BREMEN - Die Hannover Messe öffnet am 19. April ihre Tore. Sie gilt als Gradmesser für die Konjunktur. Sechs Bremer Unternehmen haben sich für einen Gemeinschaftsstand zusammengefunden. Was sich als magere Zahl anhört, lässt sich als Grundstein für die Zukunft betrachten.
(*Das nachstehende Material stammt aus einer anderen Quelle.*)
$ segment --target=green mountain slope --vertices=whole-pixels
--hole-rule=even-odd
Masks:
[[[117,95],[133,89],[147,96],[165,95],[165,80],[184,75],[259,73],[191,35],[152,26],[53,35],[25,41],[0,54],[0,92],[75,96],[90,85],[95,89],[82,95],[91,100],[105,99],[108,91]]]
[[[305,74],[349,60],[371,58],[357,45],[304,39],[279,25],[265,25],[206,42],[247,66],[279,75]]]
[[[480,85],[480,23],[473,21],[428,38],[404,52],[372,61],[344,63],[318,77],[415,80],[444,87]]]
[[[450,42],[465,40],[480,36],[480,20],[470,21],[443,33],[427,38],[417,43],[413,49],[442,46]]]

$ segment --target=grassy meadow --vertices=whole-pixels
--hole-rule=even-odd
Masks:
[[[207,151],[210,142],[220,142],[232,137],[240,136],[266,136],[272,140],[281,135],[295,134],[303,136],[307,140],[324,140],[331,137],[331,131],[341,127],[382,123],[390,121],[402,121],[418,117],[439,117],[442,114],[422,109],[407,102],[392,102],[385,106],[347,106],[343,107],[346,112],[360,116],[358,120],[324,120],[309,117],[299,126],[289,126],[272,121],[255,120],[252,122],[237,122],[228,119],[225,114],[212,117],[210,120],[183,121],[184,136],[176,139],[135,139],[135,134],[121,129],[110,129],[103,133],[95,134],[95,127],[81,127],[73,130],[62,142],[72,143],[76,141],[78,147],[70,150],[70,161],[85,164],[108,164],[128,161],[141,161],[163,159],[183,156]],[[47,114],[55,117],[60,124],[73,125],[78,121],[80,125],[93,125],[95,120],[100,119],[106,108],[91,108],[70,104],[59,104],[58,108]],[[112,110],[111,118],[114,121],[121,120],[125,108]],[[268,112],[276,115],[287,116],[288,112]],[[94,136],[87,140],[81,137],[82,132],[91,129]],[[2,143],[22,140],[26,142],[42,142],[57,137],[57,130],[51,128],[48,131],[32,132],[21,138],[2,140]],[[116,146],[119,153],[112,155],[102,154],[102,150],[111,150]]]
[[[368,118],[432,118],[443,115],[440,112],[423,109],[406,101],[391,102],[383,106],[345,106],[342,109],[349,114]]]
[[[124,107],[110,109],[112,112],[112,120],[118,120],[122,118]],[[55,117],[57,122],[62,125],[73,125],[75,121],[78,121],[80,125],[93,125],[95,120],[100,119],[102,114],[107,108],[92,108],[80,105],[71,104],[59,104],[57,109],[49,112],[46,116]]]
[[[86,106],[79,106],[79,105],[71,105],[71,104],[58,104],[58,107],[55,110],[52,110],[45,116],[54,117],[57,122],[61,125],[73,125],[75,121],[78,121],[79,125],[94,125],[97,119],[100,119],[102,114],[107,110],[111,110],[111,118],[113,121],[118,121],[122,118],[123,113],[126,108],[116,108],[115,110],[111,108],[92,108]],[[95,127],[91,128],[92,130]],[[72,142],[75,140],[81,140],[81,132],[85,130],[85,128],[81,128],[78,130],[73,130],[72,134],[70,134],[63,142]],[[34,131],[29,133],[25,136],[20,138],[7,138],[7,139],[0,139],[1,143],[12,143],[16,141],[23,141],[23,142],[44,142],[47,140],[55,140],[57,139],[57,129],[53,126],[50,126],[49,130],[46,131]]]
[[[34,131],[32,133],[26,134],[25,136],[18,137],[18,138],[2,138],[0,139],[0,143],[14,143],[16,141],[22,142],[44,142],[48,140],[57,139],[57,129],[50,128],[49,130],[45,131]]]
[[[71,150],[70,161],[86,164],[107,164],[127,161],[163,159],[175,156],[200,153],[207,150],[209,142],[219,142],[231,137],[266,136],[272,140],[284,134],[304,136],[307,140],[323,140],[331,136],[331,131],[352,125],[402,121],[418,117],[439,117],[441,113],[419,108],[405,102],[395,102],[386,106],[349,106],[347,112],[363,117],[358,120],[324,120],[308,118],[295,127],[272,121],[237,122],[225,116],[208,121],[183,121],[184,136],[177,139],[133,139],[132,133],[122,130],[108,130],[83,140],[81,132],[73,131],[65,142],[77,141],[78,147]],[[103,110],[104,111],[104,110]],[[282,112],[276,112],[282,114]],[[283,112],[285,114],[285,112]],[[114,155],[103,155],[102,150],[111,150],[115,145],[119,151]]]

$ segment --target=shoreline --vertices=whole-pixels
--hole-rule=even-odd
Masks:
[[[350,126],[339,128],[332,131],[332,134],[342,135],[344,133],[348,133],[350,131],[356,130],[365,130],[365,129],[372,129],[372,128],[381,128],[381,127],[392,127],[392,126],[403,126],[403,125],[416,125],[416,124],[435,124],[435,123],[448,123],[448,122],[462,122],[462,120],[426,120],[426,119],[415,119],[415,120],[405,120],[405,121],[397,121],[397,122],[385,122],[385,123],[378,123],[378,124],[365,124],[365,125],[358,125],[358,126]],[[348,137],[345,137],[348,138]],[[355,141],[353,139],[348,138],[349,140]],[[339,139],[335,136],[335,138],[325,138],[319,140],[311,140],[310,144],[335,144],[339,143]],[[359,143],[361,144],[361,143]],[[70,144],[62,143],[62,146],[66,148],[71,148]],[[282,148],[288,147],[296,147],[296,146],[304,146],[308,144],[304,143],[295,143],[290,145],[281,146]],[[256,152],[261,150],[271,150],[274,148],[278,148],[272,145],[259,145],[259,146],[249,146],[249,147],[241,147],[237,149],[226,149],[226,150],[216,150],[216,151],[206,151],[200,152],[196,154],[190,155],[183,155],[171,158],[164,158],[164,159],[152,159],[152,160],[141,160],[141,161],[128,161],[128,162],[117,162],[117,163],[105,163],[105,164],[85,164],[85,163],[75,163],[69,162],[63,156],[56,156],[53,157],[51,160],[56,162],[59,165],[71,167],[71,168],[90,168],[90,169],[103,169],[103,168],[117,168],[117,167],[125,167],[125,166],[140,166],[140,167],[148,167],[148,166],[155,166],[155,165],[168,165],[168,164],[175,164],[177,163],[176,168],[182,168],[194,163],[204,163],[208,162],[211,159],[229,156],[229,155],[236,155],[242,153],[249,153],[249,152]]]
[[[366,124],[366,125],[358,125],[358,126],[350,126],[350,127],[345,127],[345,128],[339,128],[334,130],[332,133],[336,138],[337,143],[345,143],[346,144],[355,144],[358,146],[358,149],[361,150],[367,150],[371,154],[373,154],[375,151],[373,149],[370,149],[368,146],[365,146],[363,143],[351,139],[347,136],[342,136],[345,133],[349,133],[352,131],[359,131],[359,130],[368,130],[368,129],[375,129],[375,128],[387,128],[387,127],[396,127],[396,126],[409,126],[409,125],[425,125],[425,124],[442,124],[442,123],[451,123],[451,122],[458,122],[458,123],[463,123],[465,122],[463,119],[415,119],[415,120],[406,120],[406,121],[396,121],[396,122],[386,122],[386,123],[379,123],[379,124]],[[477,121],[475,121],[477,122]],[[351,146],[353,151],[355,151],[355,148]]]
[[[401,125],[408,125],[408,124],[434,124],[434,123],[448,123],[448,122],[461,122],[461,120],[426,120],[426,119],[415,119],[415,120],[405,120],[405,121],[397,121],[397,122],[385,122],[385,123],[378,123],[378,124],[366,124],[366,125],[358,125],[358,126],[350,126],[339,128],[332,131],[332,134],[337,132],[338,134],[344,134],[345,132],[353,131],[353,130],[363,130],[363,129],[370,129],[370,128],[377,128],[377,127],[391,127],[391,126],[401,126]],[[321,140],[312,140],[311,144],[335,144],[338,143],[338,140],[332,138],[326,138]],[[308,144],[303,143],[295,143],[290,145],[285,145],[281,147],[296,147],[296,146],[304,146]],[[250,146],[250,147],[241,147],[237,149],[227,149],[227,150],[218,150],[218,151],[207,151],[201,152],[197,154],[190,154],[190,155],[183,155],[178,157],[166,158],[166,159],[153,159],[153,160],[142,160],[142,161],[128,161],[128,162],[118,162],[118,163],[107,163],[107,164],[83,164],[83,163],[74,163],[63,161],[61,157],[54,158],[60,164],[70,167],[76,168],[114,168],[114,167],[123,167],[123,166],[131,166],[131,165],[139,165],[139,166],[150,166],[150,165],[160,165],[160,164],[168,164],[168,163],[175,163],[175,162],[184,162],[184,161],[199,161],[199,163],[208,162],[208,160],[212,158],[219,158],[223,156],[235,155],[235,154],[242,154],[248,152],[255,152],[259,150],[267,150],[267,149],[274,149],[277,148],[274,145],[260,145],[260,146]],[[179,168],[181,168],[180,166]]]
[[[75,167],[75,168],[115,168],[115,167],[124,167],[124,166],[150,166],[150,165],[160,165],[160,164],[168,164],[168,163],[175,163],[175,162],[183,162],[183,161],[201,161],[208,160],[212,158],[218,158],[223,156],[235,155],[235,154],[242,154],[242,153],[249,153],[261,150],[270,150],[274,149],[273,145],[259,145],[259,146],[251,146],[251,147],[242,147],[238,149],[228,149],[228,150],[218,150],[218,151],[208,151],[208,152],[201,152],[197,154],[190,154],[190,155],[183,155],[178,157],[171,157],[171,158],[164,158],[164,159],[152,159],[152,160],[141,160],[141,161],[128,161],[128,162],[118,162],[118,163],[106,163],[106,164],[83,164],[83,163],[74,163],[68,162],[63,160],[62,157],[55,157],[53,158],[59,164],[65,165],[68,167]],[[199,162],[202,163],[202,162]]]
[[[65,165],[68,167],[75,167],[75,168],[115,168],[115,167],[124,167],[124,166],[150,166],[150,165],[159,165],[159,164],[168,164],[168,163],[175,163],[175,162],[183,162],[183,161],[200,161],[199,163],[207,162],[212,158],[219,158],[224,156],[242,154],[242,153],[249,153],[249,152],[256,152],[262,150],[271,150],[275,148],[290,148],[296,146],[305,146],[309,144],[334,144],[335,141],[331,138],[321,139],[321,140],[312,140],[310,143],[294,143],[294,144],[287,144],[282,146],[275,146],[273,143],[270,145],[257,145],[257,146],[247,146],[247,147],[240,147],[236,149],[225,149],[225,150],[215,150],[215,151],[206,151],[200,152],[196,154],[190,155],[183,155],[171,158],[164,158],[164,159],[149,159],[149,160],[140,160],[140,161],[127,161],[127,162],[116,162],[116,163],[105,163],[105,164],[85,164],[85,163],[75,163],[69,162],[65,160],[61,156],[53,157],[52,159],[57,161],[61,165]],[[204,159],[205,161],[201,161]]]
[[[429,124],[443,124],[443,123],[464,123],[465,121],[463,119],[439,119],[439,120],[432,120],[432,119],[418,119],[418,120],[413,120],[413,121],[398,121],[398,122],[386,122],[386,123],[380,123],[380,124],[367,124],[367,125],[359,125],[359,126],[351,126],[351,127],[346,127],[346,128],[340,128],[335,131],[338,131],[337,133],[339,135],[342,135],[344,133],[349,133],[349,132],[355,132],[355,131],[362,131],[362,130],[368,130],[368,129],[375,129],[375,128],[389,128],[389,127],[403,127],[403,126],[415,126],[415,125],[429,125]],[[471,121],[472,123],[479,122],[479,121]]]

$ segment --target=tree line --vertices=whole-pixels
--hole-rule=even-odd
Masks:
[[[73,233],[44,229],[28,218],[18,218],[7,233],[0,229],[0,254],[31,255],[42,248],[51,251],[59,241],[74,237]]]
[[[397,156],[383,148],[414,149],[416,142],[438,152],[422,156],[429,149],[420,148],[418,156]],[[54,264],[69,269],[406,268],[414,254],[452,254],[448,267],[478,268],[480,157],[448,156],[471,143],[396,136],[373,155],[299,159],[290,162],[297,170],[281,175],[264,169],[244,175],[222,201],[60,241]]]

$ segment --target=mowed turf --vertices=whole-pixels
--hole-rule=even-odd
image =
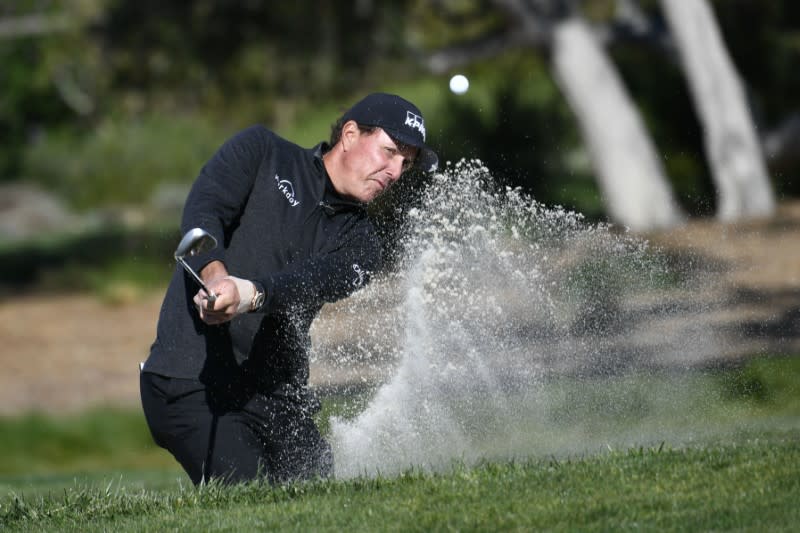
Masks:
[[[135,412],[0,421],[0,530],[796,530],[800,359],[715,376],[724,394],[699,416],[725,408],[741,429],[688,445],[286,487],[196,489]]]
[[[799,437],[277,488],[130,490],[121,479],[12,495],[0,516],[9,531],[792,531]]]

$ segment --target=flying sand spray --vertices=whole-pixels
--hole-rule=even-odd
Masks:
[[[339,307],[374,339],[361,359],[388,371],[357,416],[331,420],[338,477],[648,444],[683,424],[652,417],[707,394],[647,379],[717,340],[702,306],[676,324],[675,276],[646,241],[498,190],[479,161],[448,164],[408,218],[404,263]]]

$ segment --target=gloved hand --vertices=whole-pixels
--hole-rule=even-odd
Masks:
[[[256,286],[249,279],[237,278],[235,276],[225,276],[222,279],[232,281],[236,285],[236,292],[239,293],[239,305],[236,308],[236,314],[247,313],[250,311],[250,304],[253,302],[253,296],[256,294]]]
[[[216,294],[216,300],[210,302],[201,290],[195,294],[194,303],[200,319],[210,325],[228,322],[236,315],[250,311],[256,291],[252,281],[235,276],[215,279],[208,284],[208,289]]]

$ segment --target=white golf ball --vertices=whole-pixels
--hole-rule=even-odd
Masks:
[[[450,90],[456,94],[464,94],[469,89],[469,80],[463,74],[456,74],[450,78]]]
Einen Gemeinschaftsstand für Institute und Unternehmen aus Bremen und Bremerhaven gab es auf der Industriemesse nach mehr als zehnjähriger Abstinenz vor zwei Jahren erstmals wieder. Man versuche, erneut auf dieser Messe Fuß zu fassen und Bremens Kompetenzen zu zeigen, so Alesja Alewelt von „Fairworldwide“, die in Kooperation mit der Wirtschaftsförderung Bremen (WFB) im Auftrag des Wirtschaftssenators den Gemeinschaftsauftritt organisiert hat. „Ich bin froh, diese sechs Firmen gefunden zu haben“, bekennt Alewelt am Montag vor Journalisten in Bremen offen. Die sechs Standpartner (das Bremer Institut für Produktion und Logistik – BIBA – und seine eigenständige Logistikfabrik, Böhne & Warns, „ci-base Software“, „Marc Systems“ und Roland Industrieverpackungen) kommen aus den unterschiedlichsten Feldern, bieten unter anderem Softwarelösungen, die Optimierung von Produktions- und Logistikprozessen oder individuelle Verpackungslösungen für den Warentransport. Man zeige mit der kleinen Auswahl einen „guter Querschnitt bremischer Kompetenzen“, so Alewelt.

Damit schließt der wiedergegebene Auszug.